A great 清汤Qīng Tāng at a Beijing hot pot place will taste completely different from one in Sichuan, even though both are "clear." Beijing version leans on lamb bones and goji. Sichuan version is often surprisingly seasoned with subtle white peppercorns. Singapore version uses chicken and Chinese yam.
Calling it just "the mild one" misses 1,000 years of regional variation.
Why locals respect it
Watch a Chinese family at a hot pot restaurant. The grandparents almost always order 鸳鸯锅yuān yāng guō · Mandarin-duck pot (split pot) and use the 清汤Qīng Tāng side first. Why? Because if you cook delicate ingredients — fresh shrimp, sliced fish, leafy greens — in 红汤Hóng Tāng, the spice flattens them. Everything tastes the same: hot.

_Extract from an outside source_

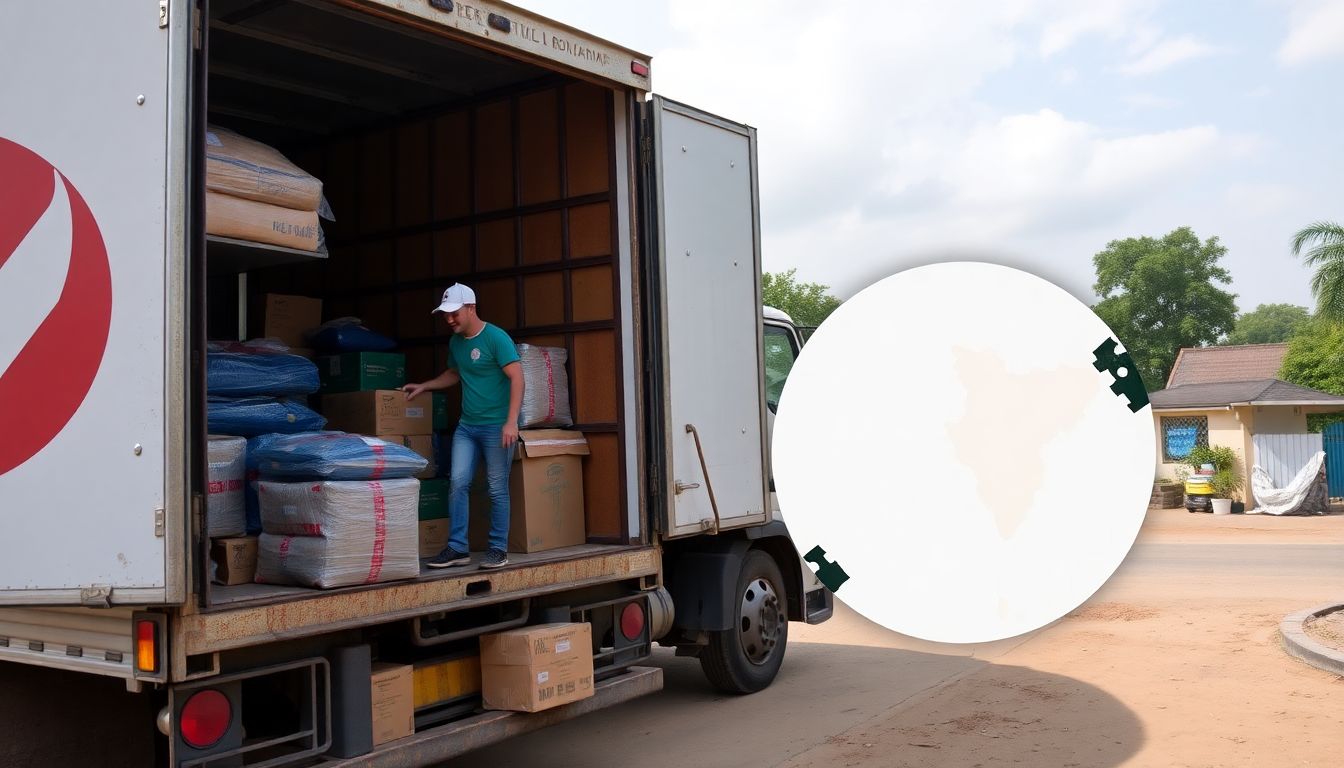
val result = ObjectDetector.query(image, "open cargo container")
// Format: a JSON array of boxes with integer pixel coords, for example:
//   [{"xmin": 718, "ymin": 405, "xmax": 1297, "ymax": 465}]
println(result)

In 清汤Qīng Tāng, every ingredient retains its own voice. That's why hot pot connoisseurs almost always start with the clear side and work their way to the spicy side as the meal progresses.
So next time you order it
Don't apologize. Just say 清汤qīng tāng · clear broth with the confidence of someone who knows what they're getting: a 1,000-year-old broth tradition built on slow extraction, regional terroir, and respect for ingredients. That's not a beginner choice. That's a connoisseur's choice.